SOURCES: De Moly, conseiller à la cour de Toulouse, Traité des Absents. 1 vol. in-8°. Paris, 1822.
Talandier, conseiller, Nouveau traité des Absents. 1 vol. in-8°. Paris, 1833.

Plasman, vice-président du tribunal de première instance d'Orléans, Code et traité des
Absents. 2 vol. in-8°. Paris, 1841.

114. La matière des absents est hérissée de difficultés. Nous laisserons de côté un grand nombre de questions traitées par les auteurs, en nous tenant aux principes généraux. Voici nos raisons. On a dit que l'absence forme une législation nouvelle, parce que dans les temps modernes le nombre des absents est allé en croissant, à raison de l'extension que prennent les relations internationales. Cela explique le silence que gardent les jurisconsultes romains sur une matière qui a éveillé toute la sollicitude du législateur français. Est-ce à dire que l'intérêt que présente l'absence aille aussi en augmentant? Non, et pour se convaincre du contraire, l'on n'a qu'à ouvrir un recueil de jurisprudence. Le nombre des arrêts va en diminuant; il y a des années entières où l'on ne trouve pas une seule décision sur le titre des Absents. Cela s'explique facile

ment. C'est la Révolution, ce sont les guerres de la République et de l'Empire qui déplacèrent des milliers de Français, dont la plupart trouvèrent la mort à l'étranger, sans que leur décès pût être légalement constaté. Cette cause passagère et ses effets ont cessé avec la paix.

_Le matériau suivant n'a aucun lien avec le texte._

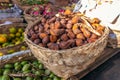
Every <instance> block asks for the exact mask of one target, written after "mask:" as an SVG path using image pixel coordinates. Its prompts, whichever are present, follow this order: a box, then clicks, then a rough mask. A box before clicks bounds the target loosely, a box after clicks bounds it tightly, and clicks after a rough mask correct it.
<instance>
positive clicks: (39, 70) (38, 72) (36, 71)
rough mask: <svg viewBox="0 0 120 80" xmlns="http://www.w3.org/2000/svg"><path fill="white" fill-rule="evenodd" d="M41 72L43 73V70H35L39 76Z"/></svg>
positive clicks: (37, 74)
mask: <svg viewBox="0 0 120 80" xmlns="http://www.w3.org/2000/svg"><path fill="white" fill-rule="evenodd" d="M42 74H44V70H38V71H36V72H35V75H38V76H40V75H42Z"/></svg>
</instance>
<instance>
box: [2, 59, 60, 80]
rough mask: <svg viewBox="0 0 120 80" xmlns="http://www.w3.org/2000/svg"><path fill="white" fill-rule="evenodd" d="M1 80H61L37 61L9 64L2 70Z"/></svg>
mask: <svg viewBox="0 0 120 80" xmlns="http://www.w3.org/2000/svg"><path fill="white" fill-rule="evenodd" d="M0 80H61V78H60V77H57V76H56V75H55V74H54V73H52V72H51V71H50V70H48V69H46V68H45V67H44V65H43V64H42V63H41V62H40V61H37V60H34V61H32V60H31V61H28V60H26V61H21V62H15V63H7V64H5V65H4V66H3V67H2V68H0Z"/></svg>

Il y a plus. Si le progrès des relations internationales augmente le nombre de ceux qui voyagent dans un but commercial, industriel, scientifique, ou même de pur agrément, il n'est pas exact de dire que le nombre des absents augmente dans la même proportion. L'absence est l'incertitude qui règne sur la vie ou la mort de ceux qui ont quitté leur domicile sans donner de leurs nouvelles. Cette incertitude, loin de devenir plus grande avec la civilisation qui mêle les peuples et les individus, tend à diminuer. En effet, elle tient à un vice d'organisation. Est-ce que dans un seul et même pays, quelque vaste qu'il soit, l'incertitude sur l'existence des hommes augmente, depuis qu'ils se déplacent avec la facilité merveilleuse qu'offrent les voies de communication? Non, certes. Eh bien, pourquoi en serait-il autrement à l'étranger? A mesure que l'administration se perfectionnera, l'incertitude sur le sort des voyageurs se dissipera. Il sera un jour aussi facile d'obtenir la preuve du décès d'un Français dans l'Australie, qu'il l'est aujourd'hui de prouver sa mort dans l'une ou l'autre partie de l'Europe: Par suite, le nombre des absents doit diminuer. Nous n'osons pas espérer que les boucheries humaines, que les historiens célèbrent sous le nom de batailles, cessent de sitôt; il est cependant certain que l'esprit pacifique prend tous les jours des forces nouvelles. Et alors même que le sang continuerait à couler, les victimes ne passeront plus pour des absents, parce que l'on parviendra à prouver légalement le décès de ceux qui périssent dans ces terribles conflits. Voilà pourquoi le nombre des absents ira toujours en diminuant. Et voilà aussi pourquoi la législation sur l'absence recevra des applications de moins en moins fréquentes. Dès maintenant, la plupart des questions que les auteurs agitent cont de pure doctrine; elles ne se présentent pas dans la vie réelle. Nous aimons la théorie, mais à condition qu'elle

ait ses racines dans la réalité. Le droit ne doit pas être une scolastique, car le droit est une face de la vie. Les relations de la vie civile présentent assez de difficultés réelles, pour que l'on puisse se passer de celles qui ne se rencontrent que dans le domaine de l'imagination.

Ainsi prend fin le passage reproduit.